Fourier-transform infrared spectrum of EPS produced from Streptomyces carpaticus (strain No. 3).

3.7. Radical scavenging activity

The model of scavenging the DPPH-radical is extensively used technique for evaluating the free radical scavenging capability [52], [53]. The DPPH radical-scavenging activities of EPS are illustrated in Fig. 4, from which it is clear that the investigated EPS exhibits scavenging efficiency with EC₅₀ value of 111 μg/ml. These outcomes demonstrated that EPS had a detectable effect on the scavenging of free radicals, particularly at high concentration.

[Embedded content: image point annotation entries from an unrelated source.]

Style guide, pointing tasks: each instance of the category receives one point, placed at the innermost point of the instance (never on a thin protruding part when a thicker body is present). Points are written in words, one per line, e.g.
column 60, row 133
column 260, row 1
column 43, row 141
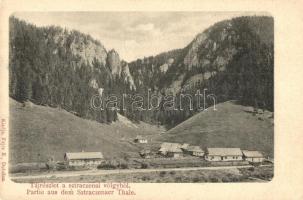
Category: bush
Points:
column 196, row 180
column 162, row 174
column 178, row 179
column 172, row 173
column 123, row 166
column 106, row 166
column 145, row 178
column 144, row 166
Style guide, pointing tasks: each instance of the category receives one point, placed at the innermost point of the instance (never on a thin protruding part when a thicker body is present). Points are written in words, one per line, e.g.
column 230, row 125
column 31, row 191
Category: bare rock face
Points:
column 126, row 76
column 166, row 66
column 81, row 45
column 191, row 58
column 113, row 62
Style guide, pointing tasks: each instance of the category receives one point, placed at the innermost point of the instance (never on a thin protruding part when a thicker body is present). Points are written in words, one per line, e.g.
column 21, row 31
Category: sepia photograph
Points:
column 141, row 97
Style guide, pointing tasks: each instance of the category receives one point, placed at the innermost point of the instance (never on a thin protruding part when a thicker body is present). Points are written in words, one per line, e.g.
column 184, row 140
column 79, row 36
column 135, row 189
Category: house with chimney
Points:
column 223, row 154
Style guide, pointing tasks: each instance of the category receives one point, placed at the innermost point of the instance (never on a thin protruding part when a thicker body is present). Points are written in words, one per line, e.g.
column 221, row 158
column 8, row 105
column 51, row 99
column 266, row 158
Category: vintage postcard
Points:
column 101, row 103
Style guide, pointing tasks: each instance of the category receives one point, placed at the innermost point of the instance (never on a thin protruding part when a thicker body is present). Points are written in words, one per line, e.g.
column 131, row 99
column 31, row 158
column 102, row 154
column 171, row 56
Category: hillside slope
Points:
column 231, row 125
column 39, row 132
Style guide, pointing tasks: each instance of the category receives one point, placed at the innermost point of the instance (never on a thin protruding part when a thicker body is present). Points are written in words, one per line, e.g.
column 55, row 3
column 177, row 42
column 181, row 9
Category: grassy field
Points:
column 202, row 176
column 231, row 125
column 39, row 132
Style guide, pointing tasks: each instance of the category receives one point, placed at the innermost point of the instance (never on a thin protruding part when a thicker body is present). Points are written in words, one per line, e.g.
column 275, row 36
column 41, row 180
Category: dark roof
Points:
column 171, row 147
column 224, row 151
column 139, row 137
column 84, row 155
column 252, row 154
column 194, row 149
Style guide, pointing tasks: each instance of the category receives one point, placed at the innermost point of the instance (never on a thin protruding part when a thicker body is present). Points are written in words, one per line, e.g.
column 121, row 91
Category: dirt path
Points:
column 123, row 171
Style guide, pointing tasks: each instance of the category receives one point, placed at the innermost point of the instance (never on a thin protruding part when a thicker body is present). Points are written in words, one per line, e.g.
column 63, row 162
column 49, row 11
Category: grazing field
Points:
column 252, row 174
column 231, row 125
column 40, row 132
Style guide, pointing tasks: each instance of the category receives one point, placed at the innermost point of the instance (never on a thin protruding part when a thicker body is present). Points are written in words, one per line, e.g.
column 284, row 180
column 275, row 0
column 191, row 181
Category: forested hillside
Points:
column 232, row 59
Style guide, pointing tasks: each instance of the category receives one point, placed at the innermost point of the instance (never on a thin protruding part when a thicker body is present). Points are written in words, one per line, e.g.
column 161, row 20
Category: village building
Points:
column 140, row 139
column 223, row 154
column 82, row 159
column 184, row 146
column 145, row 153
column 253, row 156
column 195, row 151
column 171, row 150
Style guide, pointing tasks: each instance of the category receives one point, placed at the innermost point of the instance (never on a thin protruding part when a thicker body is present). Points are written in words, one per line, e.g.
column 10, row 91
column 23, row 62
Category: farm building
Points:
column 253, row 156
column 79, row 159
column 184, row 146
column 195, row 151
column 140, row 139
column 223, row 154
column 171, row 150
column 145, row 153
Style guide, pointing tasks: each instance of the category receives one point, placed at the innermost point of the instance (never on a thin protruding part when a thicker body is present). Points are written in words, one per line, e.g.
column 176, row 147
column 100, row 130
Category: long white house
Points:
column 223, row 154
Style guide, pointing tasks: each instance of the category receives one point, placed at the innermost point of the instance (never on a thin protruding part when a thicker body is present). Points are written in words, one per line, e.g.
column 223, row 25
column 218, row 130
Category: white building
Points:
column 253, row 156
column 223, row 154
column 195, row 151
column 140, row 139
column 81, row 159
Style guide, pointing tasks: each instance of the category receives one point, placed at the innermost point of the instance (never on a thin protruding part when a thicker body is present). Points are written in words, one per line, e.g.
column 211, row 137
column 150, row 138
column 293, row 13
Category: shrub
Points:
column 196, row 179
column 178, row 179
column 123, row 166
column 106, row 166
column 162, row 174
column 172, row 173
column 144, row 166
column 145, row 178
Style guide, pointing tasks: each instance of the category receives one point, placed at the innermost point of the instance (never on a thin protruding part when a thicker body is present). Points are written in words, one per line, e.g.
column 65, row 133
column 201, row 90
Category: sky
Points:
column 134, row 34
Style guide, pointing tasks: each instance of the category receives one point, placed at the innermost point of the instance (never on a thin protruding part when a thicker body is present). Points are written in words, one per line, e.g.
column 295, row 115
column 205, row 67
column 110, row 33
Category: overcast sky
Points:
column 134, row 34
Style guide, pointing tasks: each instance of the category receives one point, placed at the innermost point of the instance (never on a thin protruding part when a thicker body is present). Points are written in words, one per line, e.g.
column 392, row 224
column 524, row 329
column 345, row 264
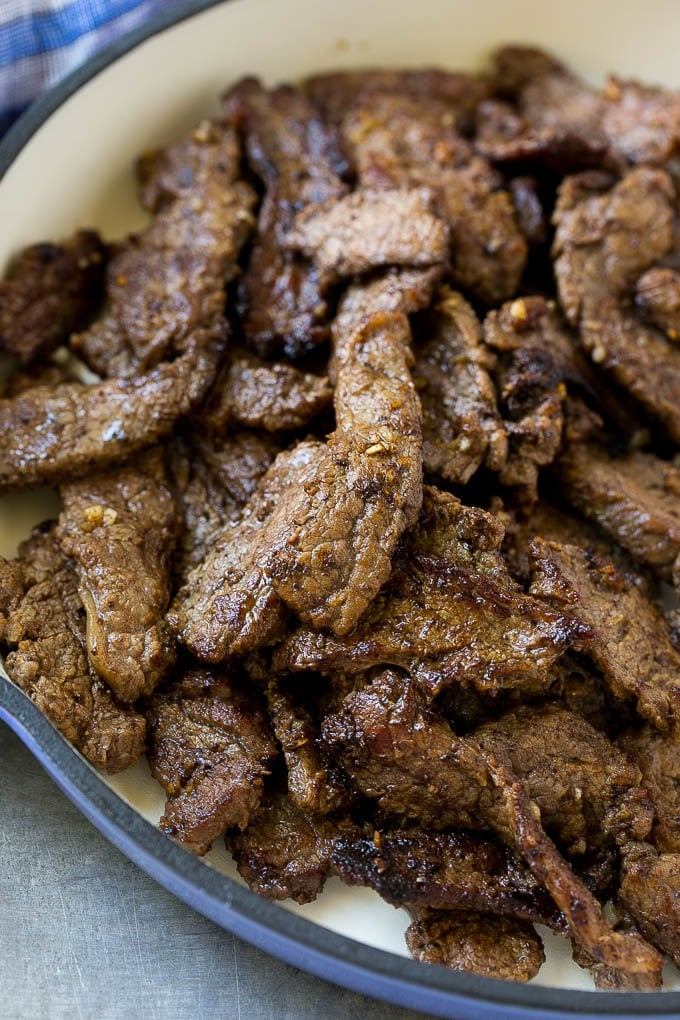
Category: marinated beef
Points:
column 634, row 499
column 462, row 428
column 479, row 944
column 167, row 282
column 443, row 871
column 400, row 142
column 119, row 529
column 272, row 396
column 228, row 605
column 367, row 231
column 367, row 489
column 446, row 617
column 606, row 238
column 629, row 638
column 50, row 292
column 44, row 630
column 210, row 748
column 72, row 429
column 297, row 156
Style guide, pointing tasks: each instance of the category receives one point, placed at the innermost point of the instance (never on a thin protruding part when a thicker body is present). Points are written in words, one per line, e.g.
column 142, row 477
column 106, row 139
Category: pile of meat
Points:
column 368, row 512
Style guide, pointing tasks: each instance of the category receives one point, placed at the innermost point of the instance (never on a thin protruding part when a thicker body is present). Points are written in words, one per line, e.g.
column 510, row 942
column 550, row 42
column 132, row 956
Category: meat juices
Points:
column 368, row 510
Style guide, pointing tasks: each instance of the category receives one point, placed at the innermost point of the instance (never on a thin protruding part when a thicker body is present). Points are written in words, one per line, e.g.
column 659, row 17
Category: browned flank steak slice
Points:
column 44, row 629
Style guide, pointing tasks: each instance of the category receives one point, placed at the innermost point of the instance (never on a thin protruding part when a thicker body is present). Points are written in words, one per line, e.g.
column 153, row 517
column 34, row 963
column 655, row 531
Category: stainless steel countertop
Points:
column 84, row 933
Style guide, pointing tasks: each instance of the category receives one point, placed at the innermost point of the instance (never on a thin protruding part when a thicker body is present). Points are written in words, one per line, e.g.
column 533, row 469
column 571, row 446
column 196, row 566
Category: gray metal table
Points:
column 84, row 933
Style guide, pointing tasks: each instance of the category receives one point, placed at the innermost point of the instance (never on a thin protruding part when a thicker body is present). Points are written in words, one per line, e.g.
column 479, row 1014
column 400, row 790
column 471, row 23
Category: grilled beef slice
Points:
column 45, row 631
column 168, row 281
column 462, row 428
column 367, row 489
column 388, row 741
column 399, row 142
column 74, row 429
column 606, row 238
column 478, row 944
column 297, row 157
column 630, row 641
column 450, row 613
column 228, row 605
column 119, row 529
column 210, row 748
column 50, row 292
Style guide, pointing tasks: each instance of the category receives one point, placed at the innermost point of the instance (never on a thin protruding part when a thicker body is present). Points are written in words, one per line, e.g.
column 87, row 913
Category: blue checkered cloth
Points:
column 42, row 40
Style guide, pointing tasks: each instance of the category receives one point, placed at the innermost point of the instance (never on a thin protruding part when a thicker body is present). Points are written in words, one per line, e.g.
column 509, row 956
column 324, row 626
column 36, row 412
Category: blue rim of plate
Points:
column 304, row 944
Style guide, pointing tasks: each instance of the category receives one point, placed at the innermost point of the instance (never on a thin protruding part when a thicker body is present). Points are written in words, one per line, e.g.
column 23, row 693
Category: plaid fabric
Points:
column 42, row 40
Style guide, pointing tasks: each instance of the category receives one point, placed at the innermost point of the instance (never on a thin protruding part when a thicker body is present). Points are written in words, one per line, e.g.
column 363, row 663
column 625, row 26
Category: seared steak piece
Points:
column 314, row 784
column 387, row 740
column 650, row 891
column 228, row 605
column 213, row 477
column 210, row 748
column 606, row 238
column 370, row 231
column 119, row 529
column 298, row 158
column 478, row 944
column 658, row 756
column 638, row 123
column 400, row 142
column 462, row 428
column 72, row 429
column 367, row 489
column 449, row 614
column 658, row 294
column 634, row 499
column 169, row 281
column 334, row 93
column 443, row 871
column 50, row 292
column 283, row 853
column 272, row 396
column 630, row 641
column 44, row 628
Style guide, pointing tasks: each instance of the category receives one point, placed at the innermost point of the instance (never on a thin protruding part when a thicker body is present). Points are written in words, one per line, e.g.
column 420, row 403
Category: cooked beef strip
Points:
column 168, row 281
column 298, row 158
column 630, row 641
column 658, row 294
column 210, row 748
column 462, row 428
column 120, row 528
column 606, row 239
column 400, row 142
column 273, row 396
column 634, row 499
column 478, row 944
column 443, row 871
column 507, row 139
column 44, row 628
column 353, row 508
column 228, row 605
column 314, row 784
column 658, row 758
column 450, row 615
column 334, row 93
column 388, row 742
column 213, row 477
column 73, row 429
column 284, row 853
column 650, row 891
column 49, row 292
column 639, row 123
column 367, row 231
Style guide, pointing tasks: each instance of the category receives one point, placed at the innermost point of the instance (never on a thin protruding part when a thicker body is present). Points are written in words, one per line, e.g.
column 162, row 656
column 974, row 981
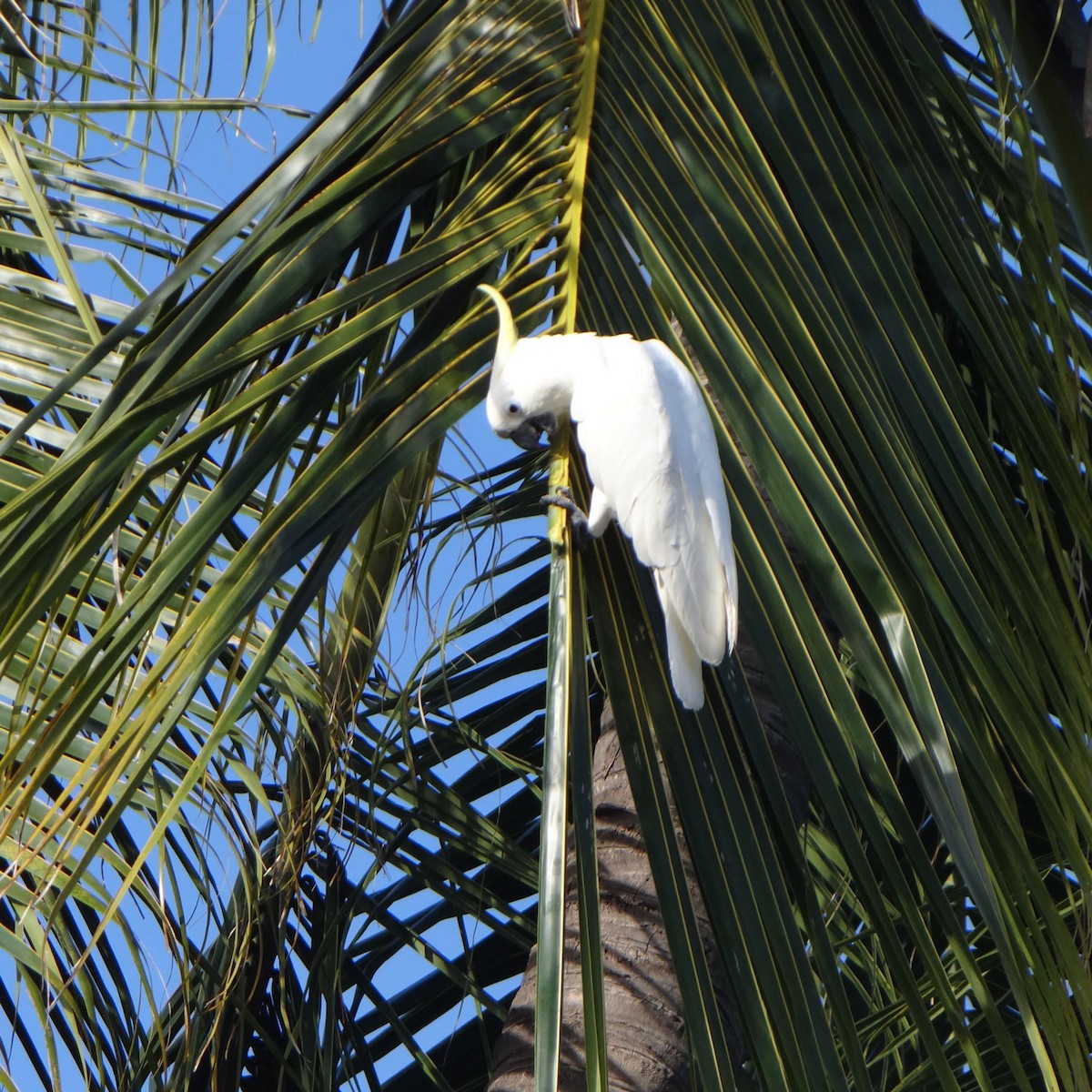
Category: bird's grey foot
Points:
column 579, row 530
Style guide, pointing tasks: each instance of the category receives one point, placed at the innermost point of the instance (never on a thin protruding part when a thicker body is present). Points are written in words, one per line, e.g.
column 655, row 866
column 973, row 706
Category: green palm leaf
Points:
column 219, row 503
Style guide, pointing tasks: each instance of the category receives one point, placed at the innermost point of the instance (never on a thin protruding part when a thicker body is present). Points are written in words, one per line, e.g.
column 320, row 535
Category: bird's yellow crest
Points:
column 506, row 334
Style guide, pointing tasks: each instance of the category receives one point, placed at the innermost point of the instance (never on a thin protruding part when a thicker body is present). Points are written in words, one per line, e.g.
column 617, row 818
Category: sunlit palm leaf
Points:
column 192, row 623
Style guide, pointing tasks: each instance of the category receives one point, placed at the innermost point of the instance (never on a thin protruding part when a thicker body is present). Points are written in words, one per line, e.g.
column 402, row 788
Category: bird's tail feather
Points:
column 682, row 658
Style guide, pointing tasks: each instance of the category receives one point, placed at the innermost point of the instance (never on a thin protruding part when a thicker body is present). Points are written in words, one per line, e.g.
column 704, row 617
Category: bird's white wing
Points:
column 650, row 448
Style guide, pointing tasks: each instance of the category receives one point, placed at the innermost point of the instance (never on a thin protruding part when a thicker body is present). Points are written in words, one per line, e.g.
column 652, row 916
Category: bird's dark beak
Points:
column 528, row 435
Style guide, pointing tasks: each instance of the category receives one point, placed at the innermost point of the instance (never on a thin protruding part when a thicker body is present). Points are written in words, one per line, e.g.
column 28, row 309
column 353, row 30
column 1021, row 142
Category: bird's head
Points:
column 521, row 403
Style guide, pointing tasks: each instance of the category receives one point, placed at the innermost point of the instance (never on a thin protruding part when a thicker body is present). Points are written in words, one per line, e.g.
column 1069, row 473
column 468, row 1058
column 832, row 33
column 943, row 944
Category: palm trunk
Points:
column 647, row 1046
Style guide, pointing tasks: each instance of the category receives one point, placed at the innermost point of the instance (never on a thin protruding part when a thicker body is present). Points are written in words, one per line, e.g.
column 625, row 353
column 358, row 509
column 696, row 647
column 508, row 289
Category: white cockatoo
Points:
column 651, row 453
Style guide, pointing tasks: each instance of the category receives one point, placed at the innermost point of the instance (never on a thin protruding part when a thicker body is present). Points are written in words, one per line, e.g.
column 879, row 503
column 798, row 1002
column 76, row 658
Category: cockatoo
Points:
column 652, row 458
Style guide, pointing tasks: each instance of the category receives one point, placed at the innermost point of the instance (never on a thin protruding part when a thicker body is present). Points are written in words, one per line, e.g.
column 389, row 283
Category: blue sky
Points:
column 314, row 55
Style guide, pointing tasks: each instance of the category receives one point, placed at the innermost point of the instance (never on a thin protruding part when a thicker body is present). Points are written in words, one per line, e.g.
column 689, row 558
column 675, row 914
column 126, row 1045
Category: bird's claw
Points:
column 579, row 530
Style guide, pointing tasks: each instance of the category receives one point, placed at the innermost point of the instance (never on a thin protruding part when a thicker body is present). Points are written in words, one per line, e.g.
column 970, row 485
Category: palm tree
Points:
column 298, row 698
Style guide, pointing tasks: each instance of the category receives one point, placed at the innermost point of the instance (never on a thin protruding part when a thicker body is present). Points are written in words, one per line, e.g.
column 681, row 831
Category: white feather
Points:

Such results are in accordance with those found by many workers [3], [54], [55], [56].

Fig. 4.

Free radical scavenging effects of EPS from Streptomyces carpaticus (strain No. 3) using DPPH.

4. Conclusion

It was concluded that the marine strain No. 3 isolated from Nabq area, Red Sea Coast, Egypt, was identified as a relative of Streptomyces carpaticus, but which is most probably a new species, produced exopolysaccharide. The EPS exhibits free radical scavenging activity and antitumor activity against both breast and colon cell lines. Marine actinobacteria have become increasingly popular sources of EPS. Therefore, search of new EPS producing microorganisms is still promising.